His mother’s brother, his Uncle was the one that found J. after he died.

So if we define greeter as the person or people who inform you that you are dead, we have to define J.’s Uncle as his greeter. J. said that he had stayed in his body mentally until his Uncle came and then he understood that he had died and got up out of his body.

I have never before heard of a greeter being a living person (person still in physical that is), so this is a first for me, and a wonderful expansion of the concept we have of the all important role of the greeter in our own death transitions.

Thanks for the attention to this and if you want to blog with me please go to HowSpiritWorks.com and post a comment there.

My warmest wishes to you,

Gretchen Vogel

Choices Publishing

Keene, NH

It was not “just” a cat

Posted by Gretchen on February 20th, 2009

Several years ago a beloved Siamese cat of mine was ripped to shreds in my garden by some stray dogs. That day I had to drive my in-laws to a Doctors appointment, of course I couldn’t stop crying. When I told them what had happened my mother in law said, it was just a cat and to get over it.
The other day I did a reading for a young woman who’s boyfriend of 4 years died of natural causes. They had planned a life together, and now her life has disappeared. The world will never give her the respect of a grieving widow. She will not have his Social Security, she will not be able to have her address as Mrs, …all this to cope with at the age of 19. I hope she never experiences anyone saying cruel words like: after all he was just your boyfriend, you’ll bounce back.
No one can know or really has the right to judge the experience of another in grief.

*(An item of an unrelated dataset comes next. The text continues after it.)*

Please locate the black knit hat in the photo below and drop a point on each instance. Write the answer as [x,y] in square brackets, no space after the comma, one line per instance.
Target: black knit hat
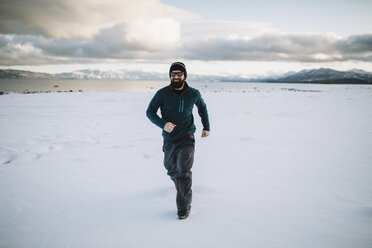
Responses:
[178,66]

Barrier between the living and the deceased getting thinner

Posted by Gretchen on February 12th, 2009

When I work with a living client one of my goals is to encourage them to be open to their deceased loved one. Validating messages, such as lights blinking, a smell associated with the deceased, finding coins or natural events such as birds, butterflies, blossoming plants is part of this.
But I can also help the living hear those whispered messages into their thoughts that come from their beloved deceased. These messages have a specific flavor or tone and are not something the living client would have had occur to them on their own. I always ask in what setting or circumstance the living “heard” the messages. Often it is when they are distracted but calm, for example when they are driving, not in heavy traffic, and alone in the car.
Recently, I was taking my puppy to the vet on his appointed day to be neutered and was thinking about my deceased friend Dotte who got me into dogs, and I changed the radio station in time to hear a song who’s refrain said: everything is going to be FINE FINE FINE. I knew it was Dotte answering me, as I was worried about my puppy. We are all psychic enough to receive messages from the deceased we have known and loved if we are open to them.